Analyze the connection between soil deterioration and rice production.

 

importance of the research

 

It is essential to comprehend the dynamics of soil degradation in terms of its severity and extent. In order to use and manage soil resources sustainably, it is crucial to have knowledge of the dynamics of soil deterioration. In general, soil resources cannot be replenished. In order to combat low agricultural production, food insecurity, and its associated negative effects on poverty levels and population drift, it is crucial to prevent soil loss through improved management and conservation of the natural resources through sustainable use of land resources (Tekwa, Belel, and Alhassan, 2010).

 

In addition to increasing food production to fulfill the requirements of its growing population, Africa’s agriculture has the problem of preserving the soils’ potential for future productivity. Evidence also indicates that the expansion of agricultural operations onto marginal lands have extremely detrimental impacts on the quality of soils (Abubakar, 1995; Sherr and Yadav, 1996), despite the fact that land use intensification can boost food production in “high potential” areas (Barbier, 1997).
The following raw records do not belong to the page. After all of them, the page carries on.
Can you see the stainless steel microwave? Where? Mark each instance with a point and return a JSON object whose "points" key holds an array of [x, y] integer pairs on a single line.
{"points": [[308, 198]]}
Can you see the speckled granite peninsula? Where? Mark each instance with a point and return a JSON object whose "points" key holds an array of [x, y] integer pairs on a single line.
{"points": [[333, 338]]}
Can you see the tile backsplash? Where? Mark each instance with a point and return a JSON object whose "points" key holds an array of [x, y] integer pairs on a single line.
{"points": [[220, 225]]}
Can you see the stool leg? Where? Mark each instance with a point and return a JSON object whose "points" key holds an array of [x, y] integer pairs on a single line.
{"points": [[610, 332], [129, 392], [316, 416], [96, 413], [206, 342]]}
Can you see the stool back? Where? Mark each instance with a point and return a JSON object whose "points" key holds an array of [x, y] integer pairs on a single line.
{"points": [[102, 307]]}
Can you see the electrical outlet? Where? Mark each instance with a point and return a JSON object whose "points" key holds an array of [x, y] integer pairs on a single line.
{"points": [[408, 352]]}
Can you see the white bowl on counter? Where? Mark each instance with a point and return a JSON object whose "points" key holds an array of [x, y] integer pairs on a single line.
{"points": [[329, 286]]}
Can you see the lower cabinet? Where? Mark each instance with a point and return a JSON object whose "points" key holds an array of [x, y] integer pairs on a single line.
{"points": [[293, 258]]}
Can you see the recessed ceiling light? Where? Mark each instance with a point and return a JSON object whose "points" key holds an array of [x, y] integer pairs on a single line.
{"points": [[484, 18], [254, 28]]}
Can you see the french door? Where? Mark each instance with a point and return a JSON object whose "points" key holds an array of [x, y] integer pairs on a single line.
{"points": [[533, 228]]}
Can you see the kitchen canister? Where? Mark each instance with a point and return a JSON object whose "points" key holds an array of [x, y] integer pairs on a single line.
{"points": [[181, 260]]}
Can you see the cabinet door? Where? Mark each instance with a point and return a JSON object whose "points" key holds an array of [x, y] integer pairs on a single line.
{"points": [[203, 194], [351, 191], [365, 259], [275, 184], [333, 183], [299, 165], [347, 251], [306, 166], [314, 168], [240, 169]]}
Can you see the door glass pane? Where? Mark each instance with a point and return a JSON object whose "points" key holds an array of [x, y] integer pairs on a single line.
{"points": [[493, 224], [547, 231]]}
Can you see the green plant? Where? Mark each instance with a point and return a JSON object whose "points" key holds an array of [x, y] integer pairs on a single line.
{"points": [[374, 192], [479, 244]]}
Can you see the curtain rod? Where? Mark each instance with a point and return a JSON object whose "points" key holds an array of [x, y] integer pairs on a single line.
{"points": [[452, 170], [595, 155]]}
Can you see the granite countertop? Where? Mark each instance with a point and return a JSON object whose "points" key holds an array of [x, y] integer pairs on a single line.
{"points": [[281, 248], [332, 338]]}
The process of restoring degraded lands must be thorough and adhere to the idea of sustainable development. Providing adequate, reliable, and pertinent information on the types, amount, and severity of soil degradation is a useful strategy to combat the problem of soil degradation in Africa in general and Nigeria in particular. This can be accomplished by merging farmers’ impressions and knowledge of soil degradation phenomena into science-based approaches (quantification and analysis) for assessing soil deterioration. By fully utilizing the farmers’ expertise and dynamic knowledge of their environment, this will offer a realistic and all-encompassing method of assessing soil deterioration (Vigiak, Okoba, Sterk, and Stroosnijder, 2005; Stringer and Reed, 2006).

 

Study premise

 

The research premise is:

 

HO: Soil erosion and rice yield are not significantly correlated.

 

H1: Soil deterioration and rice production are significantly correlated.

 

Study’s Purpose and Limitations

 

The focus of the study is restricted to examining how rice production practices affect how the soil is seen to be degrading in Ekiti State, Nigeria. The investigation was constrained by its limited time and budget.

 

 

 

 

Arrangement of the study

 

There are five chapters in the study. The study is introduced in this chapter, which serves as its opening chapter. A review of the relevant literature is presented in Chapter 2. The research methodology is presented in Chapter 3; the data analysis, interpretation, and discussion of the findings are presented in Chapter 4. An overview of the conclusions and suggestions is provided in chapter five.